Interview

Nicolas Mathieu: “Ma hantise, c’est que tout reprenne tel quel”

Nicolas Mathieu a reçu en 2018 le prix Goncourt pour son roman Leurs enfants après eux, qui traite de l’impact de la désindustrialisation dans le Grand Est d’une génération à l’autre. Aujourd’hui, il est confiné chez lui, à Nancy, avec son fils de 7 ans.

En ce moment, on cumule une crise majeure et un confinement, qui sont deux choses qui amènent à réfléchir, faire un état des lieux, une remise en question… Qu’est-ce qu’il y a dans votre tête?

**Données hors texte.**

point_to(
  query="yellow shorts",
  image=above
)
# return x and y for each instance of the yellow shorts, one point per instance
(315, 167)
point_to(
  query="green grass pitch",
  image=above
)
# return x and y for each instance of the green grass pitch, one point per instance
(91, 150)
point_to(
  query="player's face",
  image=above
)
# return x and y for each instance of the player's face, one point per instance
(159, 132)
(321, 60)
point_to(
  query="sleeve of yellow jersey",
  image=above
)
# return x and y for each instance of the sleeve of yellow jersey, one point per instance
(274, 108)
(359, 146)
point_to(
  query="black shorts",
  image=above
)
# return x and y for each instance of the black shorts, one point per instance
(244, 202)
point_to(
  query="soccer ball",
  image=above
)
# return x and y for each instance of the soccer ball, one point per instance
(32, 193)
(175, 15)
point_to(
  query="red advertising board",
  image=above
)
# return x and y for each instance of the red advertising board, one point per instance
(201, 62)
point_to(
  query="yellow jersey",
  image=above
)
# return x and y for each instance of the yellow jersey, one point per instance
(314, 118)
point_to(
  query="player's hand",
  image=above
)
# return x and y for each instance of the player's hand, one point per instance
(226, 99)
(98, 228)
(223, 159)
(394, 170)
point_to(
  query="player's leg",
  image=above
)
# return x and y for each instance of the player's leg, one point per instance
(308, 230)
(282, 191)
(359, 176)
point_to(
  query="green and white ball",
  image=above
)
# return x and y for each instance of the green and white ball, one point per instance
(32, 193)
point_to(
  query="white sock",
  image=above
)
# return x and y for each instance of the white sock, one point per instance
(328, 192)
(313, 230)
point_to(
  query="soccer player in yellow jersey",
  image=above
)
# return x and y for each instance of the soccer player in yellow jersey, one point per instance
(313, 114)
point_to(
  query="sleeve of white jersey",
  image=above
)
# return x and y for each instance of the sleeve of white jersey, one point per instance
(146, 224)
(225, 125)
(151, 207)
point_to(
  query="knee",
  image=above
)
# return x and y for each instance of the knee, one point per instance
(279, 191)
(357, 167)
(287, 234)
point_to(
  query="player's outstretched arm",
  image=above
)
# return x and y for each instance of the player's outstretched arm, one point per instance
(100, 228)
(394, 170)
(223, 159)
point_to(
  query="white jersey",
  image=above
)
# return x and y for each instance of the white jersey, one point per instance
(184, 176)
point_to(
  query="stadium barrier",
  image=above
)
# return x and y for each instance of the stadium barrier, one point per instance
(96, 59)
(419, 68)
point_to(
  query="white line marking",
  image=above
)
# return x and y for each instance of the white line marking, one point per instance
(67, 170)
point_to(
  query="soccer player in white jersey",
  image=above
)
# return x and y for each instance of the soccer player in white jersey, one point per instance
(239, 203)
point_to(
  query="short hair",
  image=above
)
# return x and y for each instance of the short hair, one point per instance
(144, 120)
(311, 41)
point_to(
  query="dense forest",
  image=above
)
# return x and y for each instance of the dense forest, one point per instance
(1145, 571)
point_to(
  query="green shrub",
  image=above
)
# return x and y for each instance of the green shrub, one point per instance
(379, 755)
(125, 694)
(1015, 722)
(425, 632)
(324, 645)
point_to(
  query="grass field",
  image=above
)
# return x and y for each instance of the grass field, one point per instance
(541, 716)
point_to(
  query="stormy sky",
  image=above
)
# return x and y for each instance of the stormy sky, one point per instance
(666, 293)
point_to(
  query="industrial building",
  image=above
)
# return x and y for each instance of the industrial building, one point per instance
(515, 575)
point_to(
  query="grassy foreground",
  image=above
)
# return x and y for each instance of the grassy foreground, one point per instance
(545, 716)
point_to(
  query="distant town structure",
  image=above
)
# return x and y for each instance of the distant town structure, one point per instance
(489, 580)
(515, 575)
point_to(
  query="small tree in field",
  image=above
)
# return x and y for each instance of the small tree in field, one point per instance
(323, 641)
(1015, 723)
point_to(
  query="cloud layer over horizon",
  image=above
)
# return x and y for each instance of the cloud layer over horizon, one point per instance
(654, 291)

Je ne suis pas sûr d’être d’accord avec vous, je ne crois pas qu’on réfléchisse beaucoup. Je crois qu’on ressent beaucoup, qu’on réagit énormément, qu’on s’exprime sans cesse, mais je ne suis pas sûr qu’on pense. On est un peu comme des boules dans un flipper. Ça fait tchac tchac tchac. On est pris dans tous les sens dans un flux d’informations, dans un étau entre nos craintes et nos espoirs. Tout le monde est bombardé toute la journée d’informations, avec lesquelles il doit jongler pour adopter des stratégies, savoir ce qu’il doit faire, etc. Et la sérénité, la longueur de temps qu’il faut pour penser, ne sont pas là, en fait. En revanche, je crois que pour penser, il faut qu’il y ait une violence qui nous soit faite. Là, la violence qui nous est faite, c’est la possibilité de voir des gens qui nous sont chers disparaître, voire être soi-même emporté·e, la contrainte de l’assignation à résidence, les images qu’on voit, les chiffres qu’on entend… Le monde stable tel qu’on le connaît est ébranlé. Il y aura de la pensée après cette violence. Et il y a quelque chose d’autre qui va arriver derrière. Ça va pousser à redéfinir –j’espère– des hiérarchies de valeurs. La hantise que j’aurais, c’est un retour au même, que tout le monde ait un lâche soupir de soulagement et que tout reprenne tel quel. C’est atroce, ce qui est en train de se passer, mais je pense que c’est seulement un coup de semonce. Les vraies emmerdes sont derrière.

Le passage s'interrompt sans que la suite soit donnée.